Music Instrument Classification



 
Instrument classification

INSTRUMENT CLASSIFICATION

  A wide array of criteria has been used in studying the huge number of musical instruments so as to categorise them according to their particularities, likenesses and relationships.

  Below are three groups of classification systems, based on the following factors:
  The musical function of the instruments: melody, rhythm, harmony, etc.
  The materials they are made of.
  The melodic origins and the acoustics of the instruments.

  Using the latter as a launching pad the system developed in 1914 by German-born Erich von Hornbostel and Curt Sachs is based on acoustic principles. This classification system is generally accepted and is the one we have decided to use to classify and associate our native or indigenous instruments. We do realise, however, that we cannot always speak in absolute terms, as some instruments are very difficult to classify and others fit into more than one group.

  Erich von Hornbostel and Curt Sachs propose a system involving five basic groups. The fifth group is that of the so-called electrophones (instruments that produce sound by electronic means), which will not be included in the present paper.

Idiophones: instruments that produce sound by vibration of the whole body of the instrument. The instrument, therefore, is made of a material which requires no particular tautening (as opposed to strings and membranes) and which can produce music.
Membranophones: instruments that produce sound by vibration of a stretched membrane.
Chordophones: instruments that produce sound through the vibration of strings.
Aerophones: also known as wind instruments, these instruments produce sound from a vibrating column of air, and have two basic characteristics: a tube or receptacle that holds the column of air and a means of making the air vibrate.

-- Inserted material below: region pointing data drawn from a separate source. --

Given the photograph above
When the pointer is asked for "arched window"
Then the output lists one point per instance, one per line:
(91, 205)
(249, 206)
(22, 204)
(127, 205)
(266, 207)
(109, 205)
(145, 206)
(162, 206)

   These classifications can be further broken down, based on the following variables:
- The means by which sound vibrations are activated (for example, how the vibrations are transmitted to the air column in the case of wind instruments).
- Material, appearance and composition (for example, in idiophones: metallophone, lithophone, etc.).
- The way the sound-producing material is made to vibrate (in stringed instruments, for example, whether strings are activated by plucking, bowing or striking).
   Seeing as how this is all rather complex, and aware of the wide variety of musical instruments in the Basque Country, we will try our best here to simplify matters as much as possible.